View all Finding the Plug | November 14, 2015
Introductory Rites: The Collect
The Introductory Rites conclude with an opening prayer known as the Collect. It’s an appropriate name for various reasons.
A moment of recollection
The celebrant invites the faithful to pray briefly in silence, and that’s the moment to recollect yourself and focus on the prayer intentions for which you are participating in this Mass. Every Mass is offered for a specific intention or intentions, and since the merits of the celebration of the Eucharist come from Our Lord, the sky is the limit as to how many things we can pray for in Mass: his merits are infinite.
Summing up the character of the day’s liturgical celebration
Collecta in Latin can also refer to a collection or summing up. The Collect summarizes the reason for the liturgy of the day: thanksgiving, penance, Easter, Christmas, a particular saint, a particular need of the Church or the world.

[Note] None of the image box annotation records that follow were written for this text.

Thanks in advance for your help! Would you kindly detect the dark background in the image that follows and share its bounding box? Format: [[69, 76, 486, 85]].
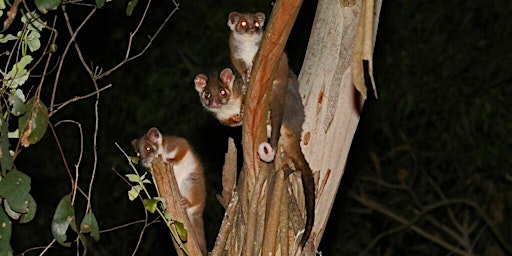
[[11, 0, 512, 255]]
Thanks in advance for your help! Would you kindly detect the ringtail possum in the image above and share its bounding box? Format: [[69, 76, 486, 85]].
[[228, 12, 265, 83], [194, 68, 245, 126], [196, 67, 315, 248], [132, 127, 206, 255]]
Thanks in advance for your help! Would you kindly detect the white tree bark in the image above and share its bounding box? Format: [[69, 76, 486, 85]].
[[299, 0, 382, 248]]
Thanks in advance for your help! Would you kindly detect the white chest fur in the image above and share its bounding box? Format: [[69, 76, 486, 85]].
[[233, 33, 262, 67], [210, 97, 242, 120], [159, 148, 198, 191]]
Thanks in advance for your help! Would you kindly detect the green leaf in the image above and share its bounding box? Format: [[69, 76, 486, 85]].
[[34, 0, 62, 14], [130, 156, 139, 164], [153, 197, 167, 211], [26, 30, 41, 52], [125, 174, 140, 183], [164, 212, 172, 221], [0, 115, 12, 174], [4, 55, 33, 89], [52, 194, 75, 247], [80, 212, 100, 241], [21, 11, 46, 32], [18, 97, 48, 147], [0, 34, 18, 43], [96, 0, 105, 9], [0, 170, 33, 213], [126, 0, 139, 16], [4, 200, 21, 220], [9, 94, 27, 116], [20, 194, 37, 223], [174, 221, 188, 242], [0, 208, 12, 256], [128, 185, 142, 201], [144, 199, 159, 213]]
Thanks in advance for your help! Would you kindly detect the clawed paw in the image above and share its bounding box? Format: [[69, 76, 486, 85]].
[[258, 142, 276, 163]]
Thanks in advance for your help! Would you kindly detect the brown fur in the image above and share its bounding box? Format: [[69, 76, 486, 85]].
[[132, 127, 206, 255]]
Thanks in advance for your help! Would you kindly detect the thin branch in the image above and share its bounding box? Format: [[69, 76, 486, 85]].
[[55, 120, 84, 205], [96, 1, 179, 80], [49, 4, 96, 112], [49, 84, 112, 116]]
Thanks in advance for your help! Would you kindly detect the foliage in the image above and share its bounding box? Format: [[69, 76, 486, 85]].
[[0, 0, 182, 255]]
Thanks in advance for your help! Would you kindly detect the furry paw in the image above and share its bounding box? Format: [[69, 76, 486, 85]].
[[258, 142, 276, 163]]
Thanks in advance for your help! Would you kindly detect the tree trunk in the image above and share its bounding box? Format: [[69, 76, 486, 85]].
[[299, 0, 382, 248], [211, 0, 382, 256]]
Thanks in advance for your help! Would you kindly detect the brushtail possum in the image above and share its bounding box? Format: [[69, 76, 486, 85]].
[[132, 127, 206, 255]]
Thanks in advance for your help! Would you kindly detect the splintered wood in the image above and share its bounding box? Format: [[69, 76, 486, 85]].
[[352, 0, 380, 99]]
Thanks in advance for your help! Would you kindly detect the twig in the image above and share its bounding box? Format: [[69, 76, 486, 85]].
[[48, 121, 76, 190], [96, 1, 179, 80], [49, 84, 112, 116], [49, 4, 96, 112]]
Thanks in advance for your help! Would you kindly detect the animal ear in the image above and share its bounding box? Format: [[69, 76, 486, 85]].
[[194, 74, 208, 93], [220, 68, 235, 90], [228, 12, 242, 31], [255, 12, 265, 27], [146, 127, 162, 145]]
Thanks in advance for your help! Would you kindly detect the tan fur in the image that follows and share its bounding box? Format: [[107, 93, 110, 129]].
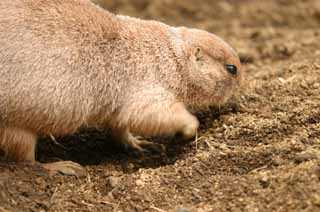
[[0, 0, 242, 164]]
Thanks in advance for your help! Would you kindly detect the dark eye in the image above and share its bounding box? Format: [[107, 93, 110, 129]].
[[225, 64, 238, 74]]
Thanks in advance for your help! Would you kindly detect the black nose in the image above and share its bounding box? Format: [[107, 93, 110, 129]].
[[225, 64, 238, 74]]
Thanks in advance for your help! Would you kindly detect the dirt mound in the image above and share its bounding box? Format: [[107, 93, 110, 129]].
[[0, 0, 320, 212]]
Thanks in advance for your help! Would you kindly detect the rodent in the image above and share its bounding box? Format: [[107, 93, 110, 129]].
[[0, 0, 242, 174]]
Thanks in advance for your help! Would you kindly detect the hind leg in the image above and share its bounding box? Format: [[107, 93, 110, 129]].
[[0, 128, 86, 176]]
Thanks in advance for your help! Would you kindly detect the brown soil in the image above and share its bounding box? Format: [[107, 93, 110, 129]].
[[0, 0, 320, 212]]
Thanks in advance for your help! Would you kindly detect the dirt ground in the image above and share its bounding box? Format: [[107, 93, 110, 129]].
[[0, 0, 320, 212]]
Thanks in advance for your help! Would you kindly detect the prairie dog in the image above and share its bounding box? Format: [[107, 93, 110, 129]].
[[0, 0, 242, 174]]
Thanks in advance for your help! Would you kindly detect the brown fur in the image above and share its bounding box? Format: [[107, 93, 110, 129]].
[[0, 0, 241, 164]]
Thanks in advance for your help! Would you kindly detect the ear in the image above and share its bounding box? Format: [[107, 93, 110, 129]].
[[194, 46, 203, 61]]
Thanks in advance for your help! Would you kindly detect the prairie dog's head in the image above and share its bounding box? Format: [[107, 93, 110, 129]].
[[173, 27, 242, 107]]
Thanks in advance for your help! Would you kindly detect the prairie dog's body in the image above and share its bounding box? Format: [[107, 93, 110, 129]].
[[0, 0, 240, 176]]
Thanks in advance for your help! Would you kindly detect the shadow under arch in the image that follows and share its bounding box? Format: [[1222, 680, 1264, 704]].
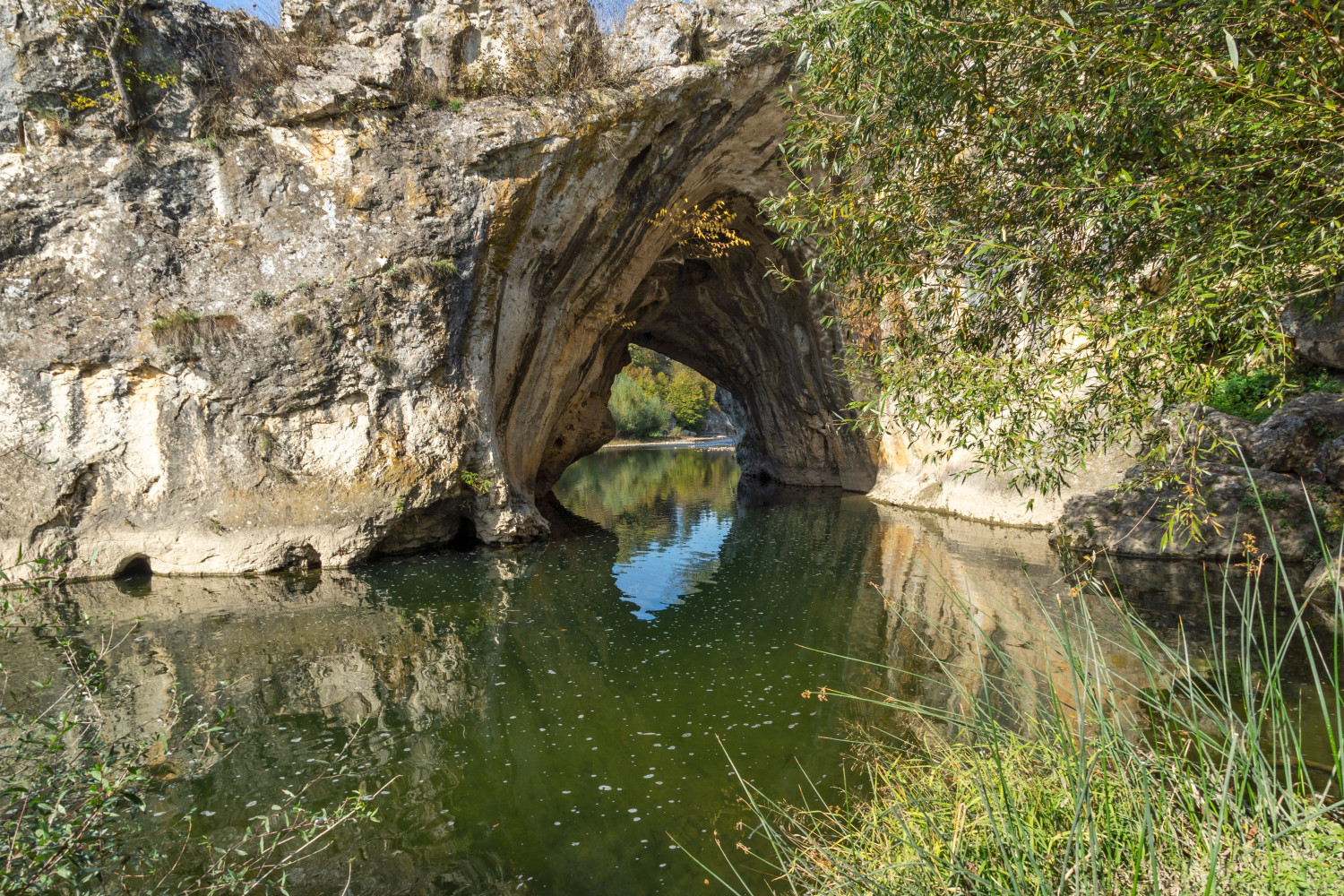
[[537, 192, 876, 510]]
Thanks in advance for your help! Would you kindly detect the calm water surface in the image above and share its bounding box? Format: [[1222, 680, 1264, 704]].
[[21, 449, 1322, 896]]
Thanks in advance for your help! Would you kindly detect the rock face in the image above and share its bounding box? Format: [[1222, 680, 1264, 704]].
[[1058, 463, 1332, 564], [0, 0, 874, 575], [1056, 392, 1344, 563], [1279, 293, 1344, 368]]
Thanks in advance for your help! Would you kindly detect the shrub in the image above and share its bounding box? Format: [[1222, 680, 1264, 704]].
[[0, 554, 375, 896], [1206, 371, 1281, 423], [763, 0, 1344, 492], [607, 371, 672, 438], [666, 368, 714, 433]]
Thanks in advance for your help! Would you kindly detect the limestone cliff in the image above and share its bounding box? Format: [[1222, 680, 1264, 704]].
[[0, 0, 874, 575]]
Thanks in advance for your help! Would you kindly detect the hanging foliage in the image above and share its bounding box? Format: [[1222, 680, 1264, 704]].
[[766, 0, 1344, 492]]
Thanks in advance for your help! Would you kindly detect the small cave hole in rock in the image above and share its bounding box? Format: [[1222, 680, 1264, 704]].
[[113, 554, 153, 582], [284, 544, 323, 573]]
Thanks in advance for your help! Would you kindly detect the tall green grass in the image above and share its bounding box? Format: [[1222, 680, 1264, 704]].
[[706, 504, 1344, 896]]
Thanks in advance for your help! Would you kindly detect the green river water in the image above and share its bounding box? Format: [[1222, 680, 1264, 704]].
[[7, 449, 1333, 896]]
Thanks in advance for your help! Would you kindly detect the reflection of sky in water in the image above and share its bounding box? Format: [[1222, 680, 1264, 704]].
[[612, 508, 733, 619]]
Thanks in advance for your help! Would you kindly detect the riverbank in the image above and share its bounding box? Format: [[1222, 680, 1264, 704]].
[[599, 435, 738, 452], [725, 556, 1344, 896]]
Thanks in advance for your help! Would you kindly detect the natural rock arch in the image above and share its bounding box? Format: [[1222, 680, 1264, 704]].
[[0, 0, 874, 575]]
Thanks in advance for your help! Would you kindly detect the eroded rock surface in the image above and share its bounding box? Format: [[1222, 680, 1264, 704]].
[[0, 0, 874, 575]]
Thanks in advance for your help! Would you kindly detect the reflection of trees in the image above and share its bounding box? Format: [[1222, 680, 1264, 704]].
[[556, 449, 738, 562]]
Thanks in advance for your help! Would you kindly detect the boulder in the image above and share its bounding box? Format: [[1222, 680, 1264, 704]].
[[1279, 293, 1344, 369], [1316, 435, 1344, 489], [1166, 403, 1255, 465], [0, 0, 875, 576], [1249, 392, 1344, 476]]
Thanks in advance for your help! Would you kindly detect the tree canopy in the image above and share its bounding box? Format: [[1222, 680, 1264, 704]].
[[766, 0, 1344, 490]]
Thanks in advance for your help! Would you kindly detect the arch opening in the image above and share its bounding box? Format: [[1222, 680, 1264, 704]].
[[537, 192, 876, 510]]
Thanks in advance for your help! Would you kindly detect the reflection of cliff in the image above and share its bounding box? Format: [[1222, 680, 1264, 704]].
[[556, 449, 739, 560], [876, 505, 1142, 741], [27, 573, 476, 735]]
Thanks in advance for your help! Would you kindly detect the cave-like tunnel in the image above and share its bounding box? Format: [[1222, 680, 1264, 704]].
[[500, 194, 875, 518], [475, 73, 876, 540], [0, 13, 876, 575]]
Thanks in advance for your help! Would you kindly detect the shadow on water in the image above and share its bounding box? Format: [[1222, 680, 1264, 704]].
[[5, 449, 1333, 896]]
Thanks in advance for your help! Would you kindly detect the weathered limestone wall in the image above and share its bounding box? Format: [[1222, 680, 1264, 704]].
[[0, 0, 875, 575]]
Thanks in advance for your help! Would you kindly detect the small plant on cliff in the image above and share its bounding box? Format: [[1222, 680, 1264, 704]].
[[150, 307, 201, 350], [765, 0, 1344, 492], [461, 470, 495, 495], [650, 199, 752, 258], [56, 0, 177, 137]]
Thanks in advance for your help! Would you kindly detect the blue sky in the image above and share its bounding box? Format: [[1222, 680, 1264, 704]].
[[206, 0, 280, 24]]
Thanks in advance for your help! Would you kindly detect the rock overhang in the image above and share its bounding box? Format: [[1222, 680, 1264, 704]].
[[0, 3, 873, 575]]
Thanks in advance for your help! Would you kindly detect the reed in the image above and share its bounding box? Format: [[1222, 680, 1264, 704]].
[[706, 494, 1344, 896]]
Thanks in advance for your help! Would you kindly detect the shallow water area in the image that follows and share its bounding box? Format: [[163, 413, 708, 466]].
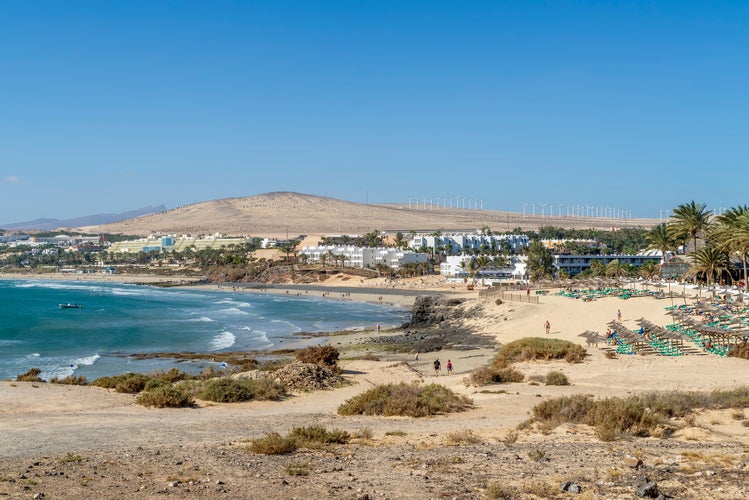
[[0, 280, 410, 380]]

In summarizing the main prayer of the celebration it allows us to recollect ourselves and join our hearts and minds fully to the reason for which we’re celebrating.
Uniting our prayer intentions
The moment of the Collect unifies the prayer intentions of everyone present; you could say that a collection is being taken of prayer intentions when the celebrant says, “Let us pray.” We should renew in this moment our desire that God not only considering what we’re asking for in the prayer itself, but also what everyone present is asking for, and for the intentions of the whole Church.
It is also the moment when we unite our prayer intentions to Christ’s. Christ is the mediator who presents our petitions to Our Heavenly Father along with his own; as High Priest he is at the right hand of the Father right now interceding for us. That’s why, with some exceptions, the Collect addresses God the Father and then concludes with, “Through Our Lord Jesus Christ, your son…”; it is addressed to God the Father, done through the Son, in the Holy Spirit.
Addressing God through the celebrant
The bishop or priest celebrating the Eucharist is the sign of Christ’s presence: he addresses God at the beginning of the Collect on behalf of everyone present. He extends his hands in supplication, and recalls one of the Lord’s great deeds or attributes before making the main petition of the Mass.
By responding “Amen” the faithful are saying, in a manner of speaking, “I second that motion: God is great and what the celebrant is requesting is our petition, not just his. Please consider all our petitions.”
With the concluding “Amen” of the Introductory Rites we’re ready not just to attend the Mass or say the Mass, but to pray the Mass with forgiveness received, glory to God given, and the reason for which we’re participating clearly in heart and mind.